Summer demand is rising, and solar is taking more of the load

Solar generation in the United States is expected to rise 17% this summer compared with 2025 levels, according to the U.S. Energy Information Administration’s latest Short-Term Energy Outlook. The agency also expects hydro generation to grow 6% and wind 5% over last summer, reinforcing a trend in which renewable resources are increasingly central to meeting electricity demand during the hottest months of the year.

The significance of that forecast goes beyond a one-season bump. EIA says total U.S. electricity sales are likely to increase 1.2% in 2026 to 4,108 billion kilowatt-hours, then grow another 3.3% in 2027. It expects summer demand to rise 2.3% this year compared with 2025 and 3.7% in 2027. In that environment, the resources gaining the fastest ground during peak months matter disproportionately.

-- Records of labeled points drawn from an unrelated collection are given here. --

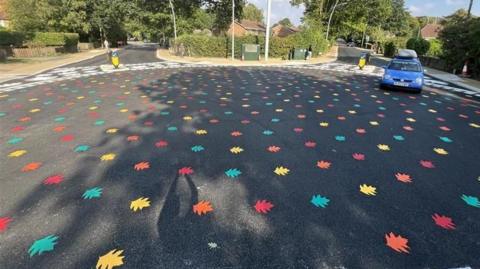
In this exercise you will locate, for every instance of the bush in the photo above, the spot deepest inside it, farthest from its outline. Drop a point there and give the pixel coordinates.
(8, 38)
(436, 49)
(420, 45)
(214, 46)
(49, 39)
(390, 49)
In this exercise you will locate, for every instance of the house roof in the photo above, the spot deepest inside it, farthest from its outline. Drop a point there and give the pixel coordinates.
(283, 31)
(431, 30)
(252, 25)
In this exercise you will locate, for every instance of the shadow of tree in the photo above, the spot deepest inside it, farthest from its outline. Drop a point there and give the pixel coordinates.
(294, 234)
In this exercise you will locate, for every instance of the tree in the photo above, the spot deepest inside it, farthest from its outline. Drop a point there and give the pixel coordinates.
(252, 13)
(285, 22)
(223, 10)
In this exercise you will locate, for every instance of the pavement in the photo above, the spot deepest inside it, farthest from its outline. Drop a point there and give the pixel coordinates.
(170, 165)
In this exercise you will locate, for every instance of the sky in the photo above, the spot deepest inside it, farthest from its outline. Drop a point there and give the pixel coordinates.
(282, 8)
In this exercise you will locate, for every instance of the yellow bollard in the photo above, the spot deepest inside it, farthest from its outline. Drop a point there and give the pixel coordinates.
(115, 59)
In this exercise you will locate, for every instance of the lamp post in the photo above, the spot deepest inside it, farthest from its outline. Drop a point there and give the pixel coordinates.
(233, 30)
(267, 37)
(331, 15)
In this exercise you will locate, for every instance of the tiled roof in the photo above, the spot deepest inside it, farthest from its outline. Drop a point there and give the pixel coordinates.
(431, 30)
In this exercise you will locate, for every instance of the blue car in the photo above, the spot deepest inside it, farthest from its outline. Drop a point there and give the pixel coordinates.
(403, 72)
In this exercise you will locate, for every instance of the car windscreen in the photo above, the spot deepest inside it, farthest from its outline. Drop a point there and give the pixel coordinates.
(405, 66)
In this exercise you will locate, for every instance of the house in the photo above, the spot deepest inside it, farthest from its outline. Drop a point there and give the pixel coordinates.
(4, 21)
(246, 27)
(430, 31)
(283, 31)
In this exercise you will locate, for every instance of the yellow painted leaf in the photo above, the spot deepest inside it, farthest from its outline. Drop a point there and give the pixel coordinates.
(139, 204)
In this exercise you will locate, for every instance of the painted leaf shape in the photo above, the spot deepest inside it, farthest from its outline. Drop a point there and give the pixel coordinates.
(323, 164)
(281, 171)
(161, 144)
(263, 206)
(142, 166)
(185, 171)
(110, 260)
(92, 193)
(108, 157)
(236, 150)
(368, 190)
(405, 178)
(52, 180)
(43, 245)
(139, 204)
(4, 221)
(233, 172)
(17, 153)
(319, 201)
(397, 243)
(427, 164)
(31, 166)
(273, 149)
(358, 156)
(471, 200)
(202, 207)
(443, 221)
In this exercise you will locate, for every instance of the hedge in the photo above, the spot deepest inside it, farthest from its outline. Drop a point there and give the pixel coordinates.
(68, 40)
(8, 38)
(220, 46)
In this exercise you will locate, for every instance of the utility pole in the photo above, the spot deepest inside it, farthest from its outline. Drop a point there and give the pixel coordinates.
(267, 37)
(470, 9)
(330, 19)
(233, 30)
(174, 22)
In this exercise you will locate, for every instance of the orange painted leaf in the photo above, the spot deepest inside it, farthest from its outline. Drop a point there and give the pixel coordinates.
(263, 206)
(323, 164)
(405, 178)
(31, 167)
(142, 166)
(397, 243)
(202, 207)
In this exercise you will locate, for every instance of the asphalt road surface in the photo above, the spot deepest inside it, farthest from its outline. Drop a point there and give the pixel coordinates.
(252, 167)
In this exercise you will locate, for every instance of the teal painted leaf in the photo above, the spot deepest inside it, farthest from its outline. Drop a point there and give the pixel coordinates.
(93, 193)
(398, 137)
(59, 119)
(267, 132)
(319, 201)
(15, 140)
(82, 148)
(43, 245)
(446, 139)
(198, 148)
(471, 200)
(233, 172)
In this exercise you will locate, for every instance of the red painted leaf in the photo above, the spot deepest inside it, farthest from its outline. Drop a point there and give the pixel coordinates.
(161, 144)
(358, 156)
(263, 206)
(185, 171)
(52, 180)
(397, 243)
(310, 144)
(427, 164)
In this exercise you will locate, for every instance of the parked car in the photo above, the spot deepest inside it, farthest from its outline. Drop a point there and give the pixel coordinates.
(404, 71)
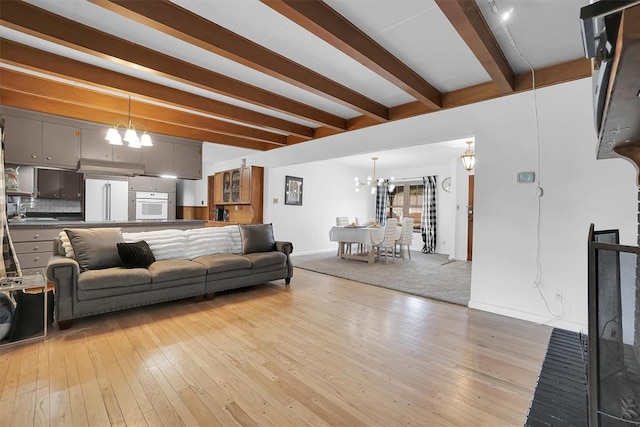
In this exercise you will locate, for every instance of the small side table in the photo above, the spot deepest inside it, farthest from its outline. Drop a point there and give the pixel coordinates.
(29, 282)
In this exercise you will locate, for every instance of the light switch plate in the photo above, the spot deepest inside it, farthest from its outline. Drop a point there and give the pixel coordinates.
(526, 177)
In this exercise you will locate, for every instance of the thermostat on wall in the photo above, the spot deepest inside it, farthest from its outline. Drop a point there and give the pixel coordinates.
(526, 177)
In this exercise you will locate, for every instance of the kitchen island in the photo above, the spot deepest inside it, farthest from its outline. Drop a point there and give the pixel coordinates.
(33, 238)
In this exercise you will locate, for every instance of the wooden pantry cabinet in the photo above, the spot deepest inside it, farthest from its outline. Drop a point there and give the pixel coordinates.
(239, 191)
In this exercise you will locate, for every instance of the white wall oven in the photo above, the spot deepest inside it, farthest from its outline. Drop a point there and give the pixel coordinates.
(152, 205)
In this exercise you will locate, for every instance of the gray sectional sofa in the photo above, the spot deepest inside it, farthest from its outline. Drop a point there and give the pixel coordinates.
(101, 270)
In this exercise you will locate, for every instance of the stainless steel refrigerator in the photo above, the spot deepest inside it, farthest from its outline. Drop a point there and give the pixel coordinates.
(106, 199)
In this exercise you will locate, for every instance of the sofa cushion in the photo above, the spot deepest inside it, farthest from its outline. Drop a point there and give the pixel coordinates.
(174, 269)
(67, 249)
(136, 254)
(264, 259)
(223, 262)
(235, 240)
(257, 238)
(95, 248)
(207, 241)
(165, 244)
(117, 277)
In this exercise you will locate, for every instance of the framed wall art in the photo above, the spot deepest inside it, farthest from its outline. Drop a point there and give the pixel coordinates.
(293, 191)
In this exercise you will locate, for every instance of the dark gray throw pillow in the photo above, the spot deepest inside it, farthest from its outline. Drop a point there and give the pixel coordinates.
(95, 248)
(257, 238)
(136, 254)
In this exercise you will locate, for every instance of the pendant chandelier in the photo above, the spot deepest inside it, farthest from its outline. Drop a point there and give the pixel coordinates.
(374, 182)
(469, 157)
(130, 135)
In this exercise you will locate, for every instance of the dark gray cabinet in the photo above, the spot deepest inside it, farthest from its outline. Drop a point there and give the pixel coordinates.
(158, 160)
(37, 143)
(187, 161)
(60, 145)
(23, 140)
(59, 184)
(172, 158)
(94, 146)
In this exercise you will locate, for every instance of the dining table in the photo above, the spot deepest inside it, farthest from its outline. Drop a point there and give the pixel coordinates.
(365, 236)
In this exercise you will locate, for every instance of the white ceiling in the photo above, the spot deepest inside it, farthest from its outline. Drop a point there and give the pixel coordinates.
(417, 32)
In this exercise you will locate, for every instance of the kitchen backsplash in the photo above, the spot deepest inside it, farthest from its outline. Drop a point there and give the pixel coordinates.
(55, 205)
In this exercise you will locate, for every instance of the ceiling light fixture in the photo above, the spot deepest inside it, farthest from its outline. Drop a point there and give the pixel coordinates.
(130, 135)
(374, 182)
(469, 157)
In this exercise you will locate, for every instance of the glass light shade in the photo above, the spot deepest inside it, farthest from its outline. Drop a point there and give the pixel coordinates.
(132, 138)
(468, 160)
(113, 136)
(145, 140)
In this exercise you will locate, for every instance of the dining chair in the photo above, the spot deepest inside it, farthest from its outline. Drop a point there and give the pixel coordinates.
(343, 221)
(406, 236)
(389, 241)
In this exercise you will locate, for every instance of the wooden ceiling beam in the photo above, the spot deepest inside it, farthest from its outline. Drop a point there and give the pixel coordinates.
(320, 19)
(178, 22)
(42, 104)
(38, 60)
(46, 25)
(466, 18)
(25, 83)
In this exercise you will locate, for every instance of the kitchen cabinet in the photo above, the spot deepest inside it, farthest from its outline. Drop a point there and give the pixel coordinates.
(23, 140)
(34, 142)
(171, 209)
(33, 247)
(94, 146)
(59, 184)
(158, 160)
(70, 185)
(60, 145)
(241, 192)
(187, 161)
(151, 183)
(245, 186)
(217, 188)
(170, 158)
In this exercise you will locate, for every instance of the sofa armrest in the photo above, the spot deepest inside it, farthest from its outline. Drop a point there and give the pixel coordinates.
(284, 247)
(64, 273)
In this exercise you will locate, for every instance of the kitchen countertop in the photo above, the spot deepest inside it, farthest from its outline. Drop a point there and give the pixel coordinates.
(61, 223)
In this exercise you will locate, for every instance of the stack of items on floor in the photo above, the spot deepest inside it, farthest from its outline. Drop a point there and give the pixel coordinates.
(99, 270)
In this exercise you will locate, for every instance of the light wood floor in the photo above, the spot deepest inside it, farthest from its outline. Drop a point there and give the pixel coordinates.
(325, 351)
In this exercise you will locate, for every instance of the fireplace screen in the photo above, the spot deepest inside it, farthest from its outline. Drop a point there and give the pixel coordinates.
(614, 331)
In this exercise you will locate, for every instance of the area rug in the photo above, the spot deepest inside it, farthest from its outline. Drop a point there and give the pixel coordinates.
(428, 275)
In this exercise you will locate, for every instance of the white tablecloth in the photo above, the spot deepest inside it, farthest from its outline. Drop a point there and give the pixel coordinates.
(368, 236)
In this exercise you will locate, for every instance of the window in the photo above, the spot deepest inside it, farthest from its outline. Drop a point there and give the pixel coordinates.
(406, 201)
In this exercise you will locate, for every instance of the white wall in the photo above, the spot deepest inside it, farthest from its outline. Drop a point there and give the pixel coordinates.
(327, 192)
(578, 188)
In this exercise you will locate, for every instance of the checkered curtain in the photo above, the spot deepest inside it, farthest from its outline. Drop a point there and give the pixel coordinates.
(9, 265)
(428, 222)
(382, 196)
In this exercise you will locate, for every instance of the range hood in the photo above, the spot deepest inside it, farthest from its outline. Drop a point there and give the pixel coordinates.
(105, 167)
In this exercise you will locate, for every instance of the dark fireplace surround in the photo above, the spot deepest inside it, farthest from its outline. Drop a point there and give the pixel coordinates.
(613, 375)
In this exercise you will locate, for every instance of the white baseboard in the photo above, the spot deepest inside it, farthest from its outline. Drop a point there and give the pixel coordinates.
(531, 317)
(294, 254)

Solar is becoming the visible summer growth story

EIA notes that last summer solar generation surpassed wind generation for the first time during the season, and it expects that trend to continue. By the summer of 2027, the agency says solar output should grow another 22% to 178 billion kilowatt-hours, exceeding wind by almost 30% during the season, even though wind is still expected to generate more electricity across the full year.

That is an important distinction. Solar’s strength is becoming especially clear during daylight-heavy, air-conditioning-intensive periods when demand is high and generation from photovoltaics is naturally aligned with load. As more capacity comes online, solar is increasingly moving from a supplementary clean-energy source to a central contributor to summer reliability.